Initially, GH was funded through personal savings and a bank loan. In its first year of operation, GH earned € 240,000 in revenue and incurred € 160,000 in total costs. GH purchases components from suppliers on 30-day trade credit terms. GH now aims to expand and is considering applying for a government grant to help fund the purchase of new machinery.
Table 1 shows selected financial information for GH.
Table 1: Selected financial data for GH
| Item | Amount (€) |
|---|---|
| Revenue | 240,000 |
| Total costs | 160,000 |
| Net profit | ? |
| Loan interest (annual) | 5,000 |
| Owner investment | 40,000 |
Define the term business
Identify two characteristics of a private limited company (Ltd).
Calculate GH's net profit for its first year of operation. Show all your working.
State one short-term and one long-term source of finance GH is using (as indicated in the stimulus).

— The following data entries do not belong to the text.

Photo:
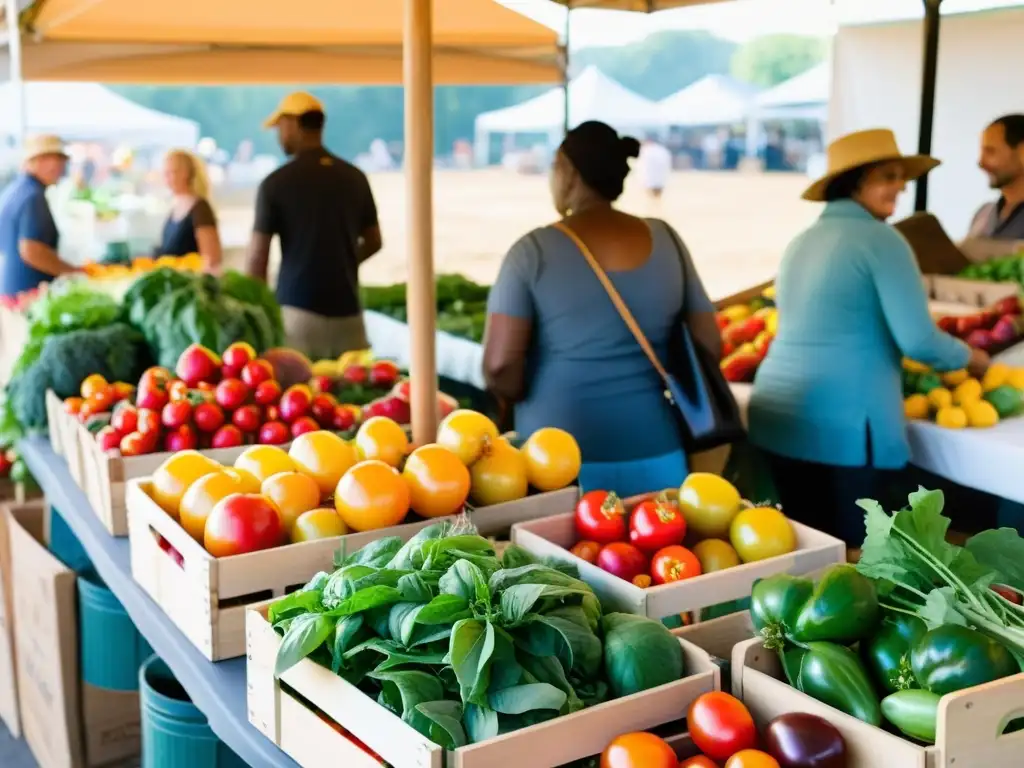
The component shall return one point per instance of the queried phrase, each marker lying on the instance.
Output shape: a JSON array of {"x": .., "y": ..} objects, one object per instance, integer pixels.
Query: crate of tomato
[{"x": 671, "y": 552}]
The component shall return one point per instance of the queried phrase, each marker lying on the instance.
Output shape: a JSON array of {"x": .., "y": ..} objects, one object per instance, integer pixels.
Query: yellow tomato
[
  {"x": 709, "y": 504},
  {"x": 762, "y": 532}
]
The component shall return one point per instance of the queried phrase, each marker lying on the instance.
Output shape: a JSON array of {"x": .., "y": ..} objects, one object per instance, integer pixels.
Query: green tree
[{"x": 774, "y": 58}]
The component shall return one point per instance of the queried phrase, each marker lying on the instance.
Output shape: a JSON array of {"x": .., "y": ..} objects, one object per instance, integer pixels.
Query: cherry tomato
[
  {"x": 371, "y": 496},
  {"x": 640, "y": 750},
  {"x": 674, "y": 564},
  {"x": 656, "y": 523},
  {"x": 586, "y": 550},
  {"x": 600, "y": 517},
  {"x": 720, "y": 725},
  {"x": 623, "y": 559}
]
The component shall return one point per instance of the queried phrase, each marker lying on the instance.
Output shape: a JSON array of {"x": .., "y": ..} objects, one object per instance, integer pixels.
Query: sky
[{"x": 739, "y": 20}]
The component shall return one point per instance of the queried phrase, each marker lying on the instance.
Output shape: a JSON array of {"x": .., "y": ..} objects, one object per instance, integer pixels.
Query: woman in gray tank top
[{"x": 557, "y": 349}]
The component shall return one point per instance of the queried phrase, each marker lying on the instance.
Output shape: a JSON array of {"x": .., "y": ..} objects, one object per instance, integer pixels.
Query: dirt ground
[{"x": 735, "y": 224}]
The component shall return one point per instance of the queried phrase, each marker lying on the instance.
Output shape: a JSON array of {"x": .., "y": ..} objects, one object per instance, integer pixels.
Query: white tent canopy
[
  {"x": 712, "y": 100},
  {"x": 79, "y": 112}
]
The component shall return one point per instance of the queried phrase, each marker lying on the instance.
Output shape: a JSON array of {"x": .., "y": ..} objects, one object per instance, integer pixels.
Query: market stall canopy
[
  {"x": 593, "y": 95},
  {"x": 715, "y": 99},
  {"x": 87, "y": 112},
  {"x": 301, "y": 41}
]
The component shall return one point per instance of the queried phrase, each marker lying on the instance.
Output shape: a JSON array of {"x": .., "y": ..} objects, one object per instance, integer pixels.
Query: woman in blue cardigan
[{"x": 827, "y": 403}]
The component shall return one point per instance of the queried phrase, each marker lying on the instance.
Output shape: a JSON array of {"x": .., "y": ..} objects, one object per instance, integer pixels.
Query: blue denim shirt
[
  {"x": 25, "y": 214},
  {"x": 851, "y": 303}
]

Explain one benefit for GH of having a social objective, such as promoting sustainable food production.
UrbanNest Ltd.
UrbanNest Ltd. is a UK-based furniture company that designs and sells compact, modular pieces for urban apartments. Originally founded as a partnership, it restructured into a private limited company (Ltd.) to raise capital for growth. Its business objectives include increasing market share by 10% annually and maintaining a ROCE of 15%. Following strong domestic sales, UrbanNest is planning to launch a new e-commerce platform to support international expansion into Southeast Asia.
While revenue growth remains steady, rising marketing spend and inventory costs have placed pressure on liquidity. The finance team has shared final account data for 2024, revealing tight cash reserves and slower inventory turnover due to new customisable product lines. The company is now exploring funding options to support its expansion plan.

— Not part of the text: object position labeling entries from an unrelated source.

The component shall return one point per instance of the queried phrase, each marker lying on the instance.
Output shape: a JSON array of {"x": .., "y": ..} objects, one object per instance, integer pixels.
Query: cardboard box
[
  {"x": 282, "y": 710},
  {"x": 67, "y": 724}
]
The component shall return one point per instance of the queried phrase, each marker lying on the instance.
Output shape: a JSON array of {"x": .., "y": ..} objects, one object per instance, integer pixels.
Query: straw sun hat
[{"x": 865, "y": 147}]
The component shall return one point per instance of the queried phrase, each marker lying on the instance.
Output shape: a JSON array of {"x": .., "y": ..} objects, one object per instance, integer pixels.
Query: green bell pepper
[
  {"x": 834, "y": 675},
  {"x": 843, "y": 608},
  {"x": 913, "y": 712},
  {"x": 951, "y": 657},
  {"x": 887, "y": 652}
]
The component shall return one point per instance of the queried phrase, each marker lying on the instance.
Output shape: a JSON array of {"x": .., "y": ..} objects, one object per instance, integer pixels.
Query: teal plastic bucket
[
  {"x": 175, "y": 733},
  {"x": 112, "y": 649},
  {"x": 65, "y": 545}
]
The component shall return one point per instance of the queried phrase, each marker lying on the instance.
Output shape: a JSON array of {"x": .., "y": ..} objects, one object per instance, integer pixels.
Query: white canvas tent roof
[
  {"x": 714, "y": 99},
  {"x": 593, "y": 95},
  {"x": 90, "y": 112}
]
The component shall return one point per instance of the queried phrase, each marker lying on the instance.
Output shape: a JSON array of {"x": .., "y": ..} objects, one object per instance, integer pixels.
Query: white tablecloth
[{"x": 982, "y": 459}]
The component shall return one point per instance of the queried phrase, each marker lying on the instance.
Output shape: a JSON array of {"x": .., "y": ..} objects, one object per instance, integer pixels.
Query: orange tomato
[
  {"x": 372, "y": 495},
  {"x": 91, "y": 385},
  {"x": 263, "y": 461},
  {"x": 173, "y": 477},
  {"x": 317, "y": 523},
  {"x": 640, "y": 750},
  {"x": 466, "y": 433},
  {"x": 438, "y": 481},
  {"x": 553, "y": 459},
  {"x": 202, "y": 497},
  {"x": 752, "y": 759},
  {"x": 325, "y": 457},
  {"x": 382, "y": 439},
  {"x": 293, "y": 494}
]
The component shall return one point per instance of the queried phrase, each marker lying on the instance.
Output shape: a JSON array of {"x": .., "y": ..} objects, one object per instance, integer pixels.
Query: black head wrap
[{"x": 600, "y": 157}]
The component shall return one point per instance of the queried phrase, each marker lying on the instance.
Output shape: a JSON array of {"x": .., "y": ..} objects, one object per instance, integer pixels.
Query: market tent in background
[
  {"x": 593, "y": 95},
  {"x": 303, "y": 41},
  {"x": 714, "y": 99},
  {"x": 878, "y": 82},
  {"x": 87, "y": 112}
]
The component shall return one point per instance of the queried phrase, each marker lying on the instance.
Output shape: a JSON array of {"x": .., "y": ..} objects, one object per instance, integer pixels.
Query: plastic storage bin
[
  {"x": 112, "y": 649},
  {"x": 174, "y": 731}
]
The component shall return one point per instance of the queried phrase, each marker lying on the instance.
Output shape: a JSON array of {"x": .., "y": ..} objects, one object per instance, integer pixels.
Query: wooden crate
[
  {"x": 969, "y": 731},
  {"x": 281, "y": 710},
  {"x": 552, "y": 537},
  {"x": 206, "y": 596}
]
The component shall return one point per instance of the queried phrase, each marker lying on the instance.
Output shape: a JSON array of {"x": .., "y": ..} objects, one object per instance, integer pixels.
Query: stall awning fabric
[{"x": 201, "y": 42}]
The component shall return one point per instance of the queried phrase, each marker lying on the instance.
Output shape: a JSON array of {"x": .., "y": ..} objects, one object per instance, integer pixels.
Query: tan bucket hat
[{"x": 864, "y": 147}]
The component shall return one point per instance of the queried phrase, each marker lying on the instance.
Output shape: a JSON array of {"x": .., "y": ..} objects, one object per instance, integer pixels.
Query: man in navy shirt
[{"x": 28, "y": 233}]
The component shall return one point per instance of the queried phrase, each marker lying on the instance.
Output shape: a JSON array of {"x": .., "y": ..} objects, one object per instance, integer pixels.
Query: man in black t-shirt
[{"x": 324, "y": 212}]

Table 1: Selected Financial Data – UrbanNest Ltd. (2024)
| Item | Amount (£) |
|---|---|
| Revenue | 2,800,000 |
| Cost of sales | 1,600,000 |
| Operating expenses | 900,000 |
| Net profit | 300,000 |
| Capital employed | 2,000,000 |
| Average stock | 320,000 |
Explain one advantage for UrbanNest Ltd. in changing from a partnership to a private limited company.
Calculate the return on capital employed (ROCE) for UrbanNest Ltd. Show all your working.
Using your ROCE result, comment on whether UrbanNest Ltd. achieved its financial objective.
Suggest one internal and one external source of finance UrbanNest Ltd. could use to fund its e-commerce platform investment.
Explain how UrbanNest Ltd.'s type of business entity and financial performance may influence its access to finance.